Ich brauche dem geehrten Leser nicht erst zu erzählen, daß dies mit so viel Schlauheit und Kunst geschah, daß sogar der große Locke, der sich selten durch falsche Töne irre machen ließ, – hier übertölpelt wurde. – Das Geschrei war, scheint's, ein so starkes und ernsthaftes, und mit Hilfe der großen Perrücken, feierlichen Mienen und anderer Kunstgriffe ein so allgemeines gegen die armen Witze, daß sich der Philosoph selbst dadurch täuschen ließ: – es war sein Ruhm, die Welt von dem Gerümpel tausend gewöhnlicher Irrthümer befreit zu haben; – dieser aber zählte nicht darunter.

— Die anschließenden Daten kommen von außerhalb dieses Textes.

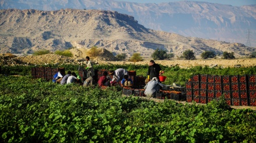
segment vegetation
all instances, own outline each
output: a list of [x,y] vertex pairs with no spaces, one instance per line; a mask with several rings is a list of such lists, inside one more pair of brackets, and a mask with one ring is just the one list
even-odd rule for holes
[[118,59],[119,61],[123,61],[126,58],[127,55],[126,53],[122,53],[116,55],[116,58]]
[[73,56],[72,53],[69,50],[56,50],[55,51],[55,54],[70,57]]
[[49,53],[50,53],[49,50],[42,49],[42,50],[40,50],[34,52],[33,55],[34,56],[39,56],[39,55],[42,55],[42,54],[49,54]]
[[254,52],[253,53],[250,54],[249,58],[256,58],[256,52]]
[[224,59],[234,59],[234,52],[228,53],[227,52],[224,52],[223,53],[223,58]]
[[88,56],[95,57],[99,54],[99,50],[98,47],[94,46],[91,47],[90,50],[87,52]]
[[170,59],[174,57],[173,53],[167,54],[167,52],[162,49],[157,49],[151,57],[154,60],[163,60],[165,59]]
[[134,53],[129,60],[130,61],[137,62],[143,61],[142,57],[140,53]]
[[213,51],[205,51],[201,54],[201,57],[203,59],[207,59],[208,58],[214,58],[216,57],[216,54]]
[[1,142],[254,142],[256,112],[0,75]]
[[186,60],[195,60],[194,52],[191,50],[186,50],[183,53],[181,58],[184,58]]

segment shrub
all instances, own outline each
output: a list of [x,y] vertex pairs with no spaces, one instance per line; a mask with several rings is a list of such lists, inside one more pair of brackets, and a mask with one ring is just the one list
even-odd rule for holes
[[99,50],[98,49],[98,47],[94,46],[90,49],[89,51],[87,52],[87,54],[89,57],[94,57],[99,54],[98,53]]
[[151,55],[151,57],[154,60],[163,60],[173,57],[174,54],[173,53],[168,54],[166,51],[162,49],[159,50],[158,48]]
[[34,52],[33,55],[34,56],[38,56],[38,55],[49,54],[49,53],[50,53],[49,50],[42,49],[42,50],[40,50]]
[[213,51],[205,51],[202,54],[201,54],[201,57],[203,59],[207,59],[208,58],[214,58],[216,57],[216,54]]
[[72,53],[69,50],[56,50],[55,51],[55,54],[70,57],[73,56]]
[[127,55],[126,53],[122,53],[122,54],[119,54],[116,55],[116,57],[118,59],[119,61],[123,61],[126,58]]
[[140,53],[134,53],[133,56],[131,56],[131,58],[130,58],[130,61],[137,62],[143,61],[142,57],[140,56]]
[[184,58],[186,60],[195,60],[195,57],[194,53],[191,50],[186,50],[182,53],[182,58]]
[[224,52],[223,53],[223,58],[224,59],[234,59],[234,52],[228,53],[227,52]]

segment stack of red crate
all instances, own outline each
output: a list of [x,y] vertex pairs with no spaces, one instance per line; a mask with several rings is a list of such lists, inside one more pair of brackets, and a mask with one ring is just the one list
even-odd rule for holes
[[248,80],[248,93],[250,105],[256,106],[256,75],[249,75]]

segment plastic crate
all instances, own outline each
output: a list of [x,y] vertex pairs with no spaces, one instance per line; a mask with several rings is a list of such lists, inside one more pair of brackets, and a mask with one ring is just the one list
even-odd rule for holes
[[187,95],[186,97],[187,97],[187,98],[187,98],[187,100],[186,100],[187,102],[192,102],[192,96],[188,96],[188,95]]
[[202,97],[207,97],[207,90],[204,90],[204,89],[200,90],[200,96]]
[[210,98],[214,98],[214,91],[207,90],[207,97]]
[[218,91],[222,91],[222,90],[221,83],[214,84],[214,90],[218,90]]
[[246,83],[246,75],[239,75],[239,83]]
[[214,75],[208,75],[207,78],[208,83],[214,83]]
[[222,83],[222,76],[221,75],[214,76],[214,82],[215,83]]
[[232,83],[238,83],[239,77],[238,75],[230,76],[230,82]]
[[201,81],[200,82],[207,82],[207,78],[208,78],[208,75],[201,75],[200,76],[200,79],[201,79]]

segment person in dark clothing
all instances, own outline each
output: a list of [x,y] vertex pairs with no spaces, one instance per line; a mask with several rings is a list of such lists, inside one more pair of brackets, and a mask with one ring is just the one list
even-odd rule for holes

Anstatt jedoch sich kaltblütig hinzusetzen, wie ein solcher Philosoph hätte thun müssen, um erst die Thatsache zu untersuchen, ehe er darüber philosophirte, – nahm er im Gegentheil die Sache für erwiesen an, und schrie mit und lärmte so laut wie die Andern.

Seitdem wurde dies zur Magna Charta der Dummheit; aber der geneigte Leser sieht jetzt, daß dieselbe auf eine Weise erlangt wurde, daß der Rechtstitel keinen Groschen werth ist; – beiläufig eine der vielen, niederträchtigen Betrügereien, welche Ernsthaftigkeit und ernsthafte Leute dereinst zu verantworten haben.

Was die großen Perrücken betrifft, über die man vielleicht denkt, daß ich mich zu frei ausgesprochen habe, – so möchte ich mir erlauben, alles was zu ihrem Tadel oder Nachtheil unbedachtsamer Weise gesagt worden sein mag, durch folgende allgemeine Erklärung zu mildern: – Ich verabscheue, hasse und verwerfe große Perrücken oder lange Bärte nur dann, wenn ich sehe, daß man sich auf sie beruft und sie wachsen läßt, einzig um – zu irgend einem Zweck – jene bezügliche Wirkung damit hervorzubringen. – Friede sei mit ihnen. Nur merke man sich: – ich schreibe nicht für sie.